The new (privately-held) company - Sweet Green Fields Co., Ltd. – is one of the largest, privately held, fully-integrated stevia ingredient companies in the world, claimed Francis: “It was definitely a case of the Wild Wild West in the early days. People were calling stevia the Holy Grail of all sweeteners, a lot of organizations jumped in, and there was an overabundance of stevia supply both in terms of leaf and capacity.
“But over the past seven years there has been a huge fallout and consolidation to the point that there is now a handful of key suppliers and we are one of them. We are definitely in the top five and probably closer to the third position volume-wise. We’re selling into Latin America, Europe and North America and our partners have also been focused on the Asian markets, so we have global reach.”
“We are also moving forward [in terms of growing stevia plants] in areas such as Vietnam, Kenya, Europe, and Brazil, not just China and the US.”
‘There was some very mediocre-tasting stevia out there’
So where does the stevia industry stand today?
He added: “The fundamental challenge of stevia, which was underestimated, has always been taste.
“That’s why the industry is now a $200-300m dollar business when many people thought that by now it would be well over a billion. A lot of manufacturers tried stevia in the past, and were not happy, because there was some very mediocre-tasting stevia out there.
“But my message is that it’s time to try it again as there is a whole new generation of stevia products there that are significantly better than what was on offer even two years ago.

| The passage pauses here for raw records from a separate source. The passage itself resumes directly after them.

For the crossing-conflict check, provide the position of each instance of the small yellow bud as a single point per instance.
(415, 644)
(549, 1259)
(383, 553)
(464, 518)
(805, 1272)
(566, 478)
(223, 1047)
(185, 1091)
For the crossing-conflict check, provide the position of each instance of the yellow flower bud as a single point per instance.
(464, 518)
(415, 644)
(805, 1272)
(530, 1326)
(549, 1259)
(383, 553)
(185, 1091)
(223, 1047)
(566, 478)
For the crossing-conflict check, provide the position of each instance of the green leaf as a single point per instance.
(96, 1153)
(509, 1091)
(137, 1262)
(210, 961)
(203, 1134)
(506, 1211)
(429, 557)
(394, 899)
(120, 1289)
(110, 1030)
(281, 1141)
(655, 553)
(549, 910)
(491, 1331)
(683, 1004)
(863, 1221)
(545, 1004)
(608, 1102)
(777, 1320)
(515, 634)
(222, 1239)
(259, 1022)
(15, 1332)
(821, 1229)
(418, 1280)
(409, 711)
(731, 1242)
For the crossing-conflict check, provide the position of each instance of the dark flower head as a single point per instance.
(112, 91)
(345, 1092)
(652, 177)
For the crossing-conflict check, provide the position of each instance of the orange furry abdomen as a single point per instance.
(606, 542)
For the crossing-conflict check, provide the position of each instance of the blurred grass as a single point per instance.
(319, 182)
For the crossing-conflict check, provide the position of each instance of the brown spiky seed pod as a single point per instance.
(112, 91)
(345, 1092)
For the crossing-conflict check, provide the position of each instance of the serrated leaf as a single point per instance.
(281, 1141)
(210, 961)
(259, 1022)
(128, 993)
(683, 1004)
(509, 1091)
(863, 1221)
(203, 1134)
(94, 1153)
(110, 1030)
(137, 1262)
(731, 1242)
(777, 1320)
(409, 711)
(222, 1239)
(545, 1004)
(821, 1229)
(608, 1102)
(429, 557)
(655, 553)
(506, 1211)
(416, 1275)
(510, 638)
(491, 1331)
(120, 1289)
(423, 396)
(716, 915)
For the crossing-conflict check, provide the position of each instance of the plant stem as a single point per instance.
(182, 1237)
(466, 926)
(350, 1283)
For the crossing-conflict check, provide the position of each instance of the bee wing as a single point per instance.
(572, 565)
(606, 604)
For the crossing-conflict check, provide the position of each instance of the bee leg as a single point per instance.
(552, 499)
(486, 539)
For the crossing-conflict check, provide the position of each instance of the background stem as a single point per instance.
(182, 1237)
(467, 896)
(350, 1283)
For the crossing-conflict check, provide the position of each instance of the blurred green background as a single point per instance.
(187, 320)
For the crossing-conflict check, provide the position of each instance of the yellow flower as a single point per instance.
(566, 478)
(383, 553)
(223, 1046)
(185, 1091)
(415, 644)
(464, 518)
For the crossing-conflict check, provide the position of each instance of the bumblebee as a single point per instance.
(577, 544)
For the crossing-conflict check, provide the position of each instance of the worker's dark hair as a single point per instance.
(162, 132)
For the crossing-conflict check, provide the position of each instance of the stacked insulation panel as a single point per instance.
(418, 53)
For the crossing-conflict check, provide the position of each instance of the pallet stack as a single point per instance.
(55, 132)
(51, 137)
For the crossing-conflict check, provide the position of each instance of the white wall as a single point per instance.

"I think stevia will take off more in the next five years than it has in the previous seven.”
"The fundamental challenge of stevia, which was underestimated, has always been taste... That’s why the industry is now a $200-300m dollar business when many people through that by now it would be well over a billion." Dean Francis, CEO, Sweet Green Fields Co Ltd
He explained: “In our case, some of it [the progress] has come from playing with different trace glycosides [Reb D, Reb M etc] and some from a particular modification pathway. There are enzymatic products out there on the market from us and our competitors that are FEMA GRAS flavors and they are definitely a great part of the toolbox now as well.”
There is also an acceptance that aside from monk fruit, there are not actually many options in the natural sweeteners space aside from stevia that are commercially viable right now, and those in it for the long haul are 100% committed to ensuring that stevia finally delivers on its early promise, he added: “The reality is that there are not that many cost-effective alternatives.”
Fermentation-derived steviol glycosides: ‘To call it stevia is a stretch there is no leaf involved whatsoever’
So what does he make of the new fermentation-derived steviol glycosides - spearheaded Cargill and Evolva - which are made via a genetically engineered baker’s yeast that converts sugars into the better-tasting steviol glycosides Reb D +M via a fermentation process?
The technology is exciting he said, acknowledging that it could be a game-changer when it comes to the economics of producing commercial quantities of some of the minor glycosides in the stevia leaf.
However, the #1 reason that food and beverage manufacturers started experimenting with stevia in the first place was precisely due to its ‘natural’ credentials (it’s from a leaf), he observed, "so there is therefore a lot of discussion" within as well as beyond the industry over how best to define this next generation of products from a labeling and marketing perspective, he said.
“I am not against genetic engineering technologies at all, but to call it [fermentation-derived steviol glycosides] ‘stevia’ is a stretch when there is no leaf involved with it whatsoever, and genetic modification is involved. It’s just an issue of transparency [something Cargill itself recognizes, as it also has a stevia leaf business to protect].”
In future, he said, consumers may have to look out for ‘stevia leaf extract’ on the label in order to be sure the sweetener is from the stevia leaf rather than the fermentation of sugars.
Sweet Green Fields has patented a 'fast precipitation' process for extracting the steviol glycoside Reb-A. The process, which SGF claims is up to 50% faster than standard techniques, delivers very high purity levels using water and ethanol (rather than methanol or wood alcohol). SGF’s germplasm inventory also includes a variety of plants yielding high total glycoside levels, including Reb A (Rebaudioside A) plants with 80-90% Reb A content, 20% higher than the industry standard, claims the firm.